The Frontier Province
Until 2009, the region of Gilgit-Baltistan was blankly labelled “Northern Areas” by the Pakistani government. The word Xinjiang may also literally mean the “New Frontier”. But as these travellers’ perspectives reveal, there is a difference between being a frontier of the Pakistani state and that of the Chinese government.
This difference is so profoundly felt that most travellers from Gilgit-Baltistan to Xinjiang are inclined to trivialize the experiences of Uyghurs, despite their awareness of a tyrannical nature of governance in Xinjiang. This seems to have been made palatable by the perception of Uyghurs as a “conservative” people, especially among Ismaili Muslims. As Chinese Muslims and other communities in Xinjiang, like the Tajiks, have been left largely unaffected by the camps, concerns of Islamophobia or genocide were not treated very seriously.
At this time in Xinjiang, Uyghurs are joined by ethnic Kazakhs, the second-largest Muslim community in Xinjiang, as a targeted population within the camps. This is especially troubling as the Chinese government justifies its policies to international observers by claiming that Uyghurs are associated with networks of “Islamic fundamentalism” but has no such pretence for the Kazakhs. Similarly, Gilgit-Baltistanis also positioned Kazakhs along with Tajiks and Chinese Muslims—that is, as Muslim communities that were not particularly “conservative.” Kazakhs are otherwise not known to be part of separatist movements or Islamic militant groups— their only guilt appears to be that they are not Han.
Xinjiang’s ethnic minorities are indeed much more “visible” in Chinese society than any community in Gilgit-Baltistan is for other Pakistanis. Uyghurs and Kazakhs did once receive special privileges: Uyghur and Kazakh language educational institutes; an exemption from the one-child policy once strictly applied to Han Chinese; easier entry into the extremely competitive Chinese university system with lower requirements than those for Han Chinese.

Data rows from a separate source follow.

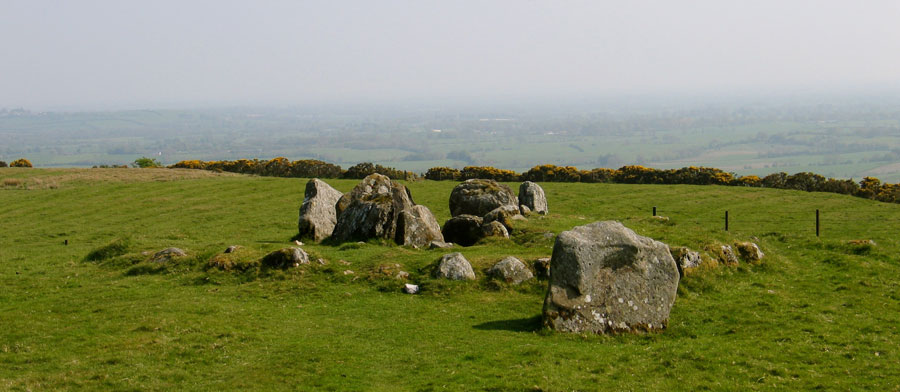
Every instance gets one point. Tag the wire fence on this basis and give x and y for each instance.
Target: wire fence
(821, 223)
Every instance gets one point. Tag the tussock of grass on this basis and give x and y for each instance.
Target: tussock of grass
(117, 247)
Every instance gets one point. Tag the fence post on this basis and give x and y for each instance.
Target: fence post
(817, 222)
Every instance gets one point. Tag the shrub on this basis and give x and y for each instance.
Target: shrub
(144, 162)
(314, 168)
(488, 173)
(597, 175)
(194, 164)
(115, 248)
(21, 162)
(553, 173)
(443, 173)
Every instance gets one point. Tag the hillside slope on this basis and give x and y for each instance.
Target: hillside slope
(817, 313)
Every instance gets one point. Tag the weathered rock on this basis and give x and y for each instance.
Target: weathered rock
(531, 195)
(604, 278)
(285, 258)
(494, 229)
(463, 229)
(479, 197)
(542, 268)
(749, 251)
(416, 226)
(510, 270)
(440, 245)
(167, 255)
(317, 213)
(685, 258)
(372, 209)
(724, 254)
(503, 214)
(454, 266)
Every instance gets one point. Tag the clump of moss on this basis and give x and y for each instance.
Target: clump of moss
(118, 247)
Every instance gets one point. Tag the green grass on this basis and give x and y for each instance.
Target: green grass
(817, 313)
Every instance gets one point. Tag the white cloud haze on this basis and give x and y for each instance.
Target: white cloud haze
(131, 53)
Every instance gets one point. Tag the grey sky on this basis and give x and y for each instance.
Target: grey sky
(95, 54)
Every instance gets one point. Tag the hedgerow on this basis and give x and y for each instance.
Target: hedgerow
(869, 187)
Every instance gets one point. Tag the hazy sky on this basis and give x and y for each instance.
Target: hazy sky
(97, 54)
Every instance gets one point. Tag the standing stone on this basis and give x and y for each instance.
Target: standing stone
(510, 270)
(317, 213)
(454, 266)
(479, 197)
(416, 226)
(464, 230)
(372, 209)
(531, 195)
(604, 278)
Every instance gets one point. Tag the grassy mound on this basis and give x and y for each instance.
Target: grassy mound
(816, 313)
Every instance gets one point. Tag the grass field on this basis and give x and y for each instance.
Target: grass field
(817, 313)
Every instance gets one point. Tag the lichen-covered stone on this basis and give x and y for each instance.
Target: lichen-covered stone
(479, 197)
(724, 254)
(317, 213)
(510, 270)
(685, 258)
(416, 226)
(464, 230)
(503, 214)
(749, 251)
(542, 268)
(494, 229)
(285, 258)
(604, 278)
(371, 210)
(531, 195)
(454, 266)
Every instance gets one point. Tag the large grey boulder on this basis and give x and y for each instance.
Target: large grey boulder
(371, 210)
(416, 226)
(464, 230)
(604, 278)
(531, 195)
(317, 213)
(454, 266)
(510, 270)
(479, 197)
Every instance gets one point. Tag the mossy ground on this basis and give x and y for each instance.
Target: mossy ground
(816, 313)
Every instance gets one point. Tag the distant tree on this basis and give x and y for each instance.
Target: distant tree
(22, 162)
(144, 162)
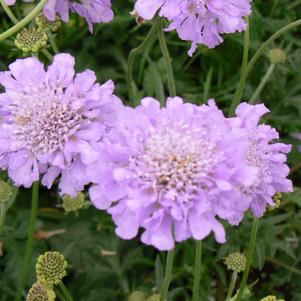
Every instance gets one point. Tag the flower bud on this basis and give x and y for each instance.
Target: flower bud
(40, 292)
(6, 191)
(71, 204)
(137, 296)
(235, 262)
(51, 268)
(155, 297)
(44, 24)
(31, 39)
(277, 56)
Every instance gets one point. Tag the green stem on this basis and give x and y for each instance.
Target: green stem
(232, 286)
(268, 42)
(53, 43)
(131, 60)
(24, 21)
(65, 291)
(8, 11)
(2, 216)
(197, 271)
(29, 245)
(169, 68)
(250, 254)
(262, 84)
(168, 275)
(243, 75)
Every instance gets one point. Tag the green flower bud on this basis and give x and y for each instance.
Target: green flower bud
(155, 297)
(31, 39)
(45, 24)
(137, 296)
(271, 298)
(6, 191)
(277, 56)
(235, 262)
(40, 292)
(71, 204)
(51, 268)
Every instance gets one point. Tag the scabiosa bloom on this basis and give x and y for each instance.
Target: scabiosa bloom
(199, 21)
(269, 158)
(165, 170)
(51, 121)
(95, 11)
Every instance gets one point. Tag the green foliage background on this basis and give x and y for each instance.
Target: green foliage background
(104, 268)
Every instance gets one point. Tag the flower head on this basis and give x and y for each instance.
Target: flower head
(40, 292)
(52, 121)
(199, 21)
(267, 157)
(51, 268)
(170, 171)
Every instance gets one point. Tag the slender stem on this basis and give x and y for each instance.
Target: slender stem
(268, 42)
(24, 21)
(250, 254)
(52, 42)
(47, 54)
(8, 11)
(65, 291)
(262, 84)
(29, 245)
(131, 60)
(197, 271)
(168, 274)
(243, 75)
(2, 216)
(169, 68)
(232, 286)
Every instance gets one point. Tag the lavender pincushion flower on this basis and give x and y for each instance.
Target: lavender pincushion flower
(95, 11)
(199, 21)
(268, 157)
(51, 121)
(164, 169)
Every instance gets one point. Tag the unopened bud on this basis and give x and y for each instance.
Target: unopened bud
(51, 268)
(277, 56)
(235, 262)
(40, 292)
(31, 39)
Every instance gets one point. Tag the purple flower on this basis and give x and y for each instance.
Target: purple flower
(168, 170)
(95, 11)
(52, 122)
(199, 21)
(269, 158)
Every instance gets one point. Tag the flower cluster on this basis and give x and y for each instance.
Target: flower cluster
(52, 121)
(95, 11)
(199, 21)
(176, 171)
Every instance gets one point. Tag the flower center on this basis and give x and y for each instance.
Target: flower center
(174, 160)
(43, 121)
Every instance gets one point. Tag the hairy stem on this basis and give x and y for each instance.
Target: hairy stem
(232, 286)
(29, 245)
(24, 21)
(197, 271)
(250, 254)
(262, 84)
(130, 63)
(243, 75)
(169, 68)
(168, 275)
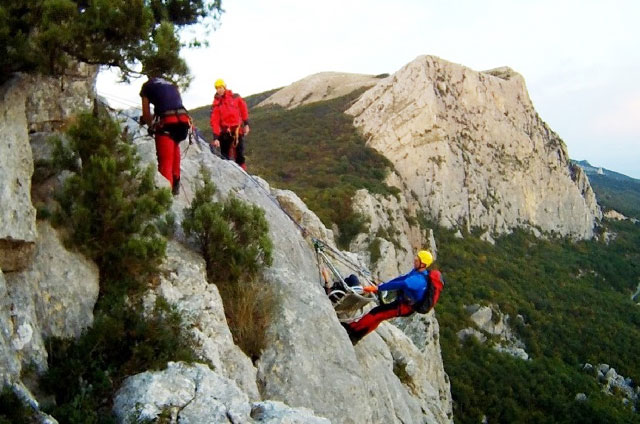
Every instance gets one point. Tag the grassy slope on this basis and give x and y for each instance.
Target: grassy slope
(315, 151)
(574, 296)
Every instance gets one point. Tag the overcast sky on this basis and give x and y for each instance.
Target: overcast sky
(580, 59)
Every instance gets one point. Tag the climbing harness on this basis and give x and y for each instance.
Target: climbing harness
(348, 299)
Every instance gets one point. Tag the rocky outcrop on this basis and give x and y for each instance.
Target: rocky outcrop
(292, 369)
(31, 107)
(295, 207)
(54, 296)
(317, 87)
(392, 236)
(183, 393)
(309, 369)
(196, 394)
(494, 323)
(17, 214)
(472, 149)
(9, 362)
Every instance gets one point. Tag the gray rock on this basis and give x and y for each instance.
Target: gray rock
(17, 214)
(320, 86)
(183, 284)
(31, 104)
(54, 296)
(472, 148)
(188, 393)
(272, 412)
(471, 332)
(9, 362)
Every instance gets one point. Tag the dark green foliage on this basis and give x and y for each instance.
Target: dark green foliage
(315, 151)
(111, 212)
(13, 410)
(232, 236)
(47, 35)
(249, 306)
(85, 373)
(621, 195)
(575, 300)
(613, 190)
(110, 204)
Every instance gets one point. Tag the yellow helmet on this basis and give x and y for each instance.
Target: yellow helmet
(425, 257)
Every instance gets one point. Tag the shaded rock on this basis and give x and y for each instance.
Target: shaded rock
(271, 412)
(186, 393)
(54, 296)
(17, 214)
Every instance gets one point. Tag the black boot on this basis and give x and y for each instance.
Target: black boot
(354, 336)
(175, 190)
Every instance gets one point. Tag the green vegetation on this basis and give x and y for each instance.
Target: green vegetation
(621, 195)
(613, 190)
(315, 151)
(233, 238)
(46, 36)
(110, 210)
(575, 301)
(13, 410)
(85, 373)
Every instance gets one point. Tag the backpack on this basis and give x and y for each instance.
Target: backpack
(435, 282)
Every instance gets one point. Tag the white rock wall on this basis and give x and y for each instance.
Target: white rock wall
(472, 148)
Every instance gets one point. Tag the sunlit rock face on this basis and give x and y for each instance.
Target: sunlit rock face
(472, 150)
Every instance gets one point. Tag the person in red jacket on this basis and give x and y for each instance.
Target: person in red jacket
(169, 124)
(229, 123)
(418, 291)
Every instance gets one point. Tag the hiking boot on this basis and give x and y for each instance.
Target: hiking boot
(175, 190)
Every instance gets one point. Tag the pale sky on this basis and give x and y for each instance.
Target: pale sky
(580, 58)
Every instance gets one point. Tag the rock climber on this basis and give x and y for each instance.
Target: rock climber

It is unclear how many of these “minzu” (i.e. non-Chinese ethnicity) benefits still apply to minorities in Xinjiang, but they are relevant to how travellers from Gilgit-Baltistan interact with the politics of Xinjiang and justify the brutalities of the Chinese regime.
With shutdowns of Tibetan, Mongolian, and Kazakh language schools across the country, China may very well be headed in the direction of a majoritarian-ethnic politics without space for identities and cultures beyond the Han. Minzu benefits are perhaps already an idea of the past.
James Millward, perhaps the most prominent historian of Xinjiang, warns that Chinese policy in Xinjiang could eventually be applied to other restive parts of China, like Tibet, and ultimately, Hong Kong. But for the people of Gilgit-Baltistan, suffering their own deprivation, neglect, and erasure at the hands of a dominating Pakistani state, the millions detained in the camps of China have not yet been able to dispel the allure of Xinjiang.
Rana Saadullah Khan is a writer and researcher working in the field of history education in Lahore, Pakistan.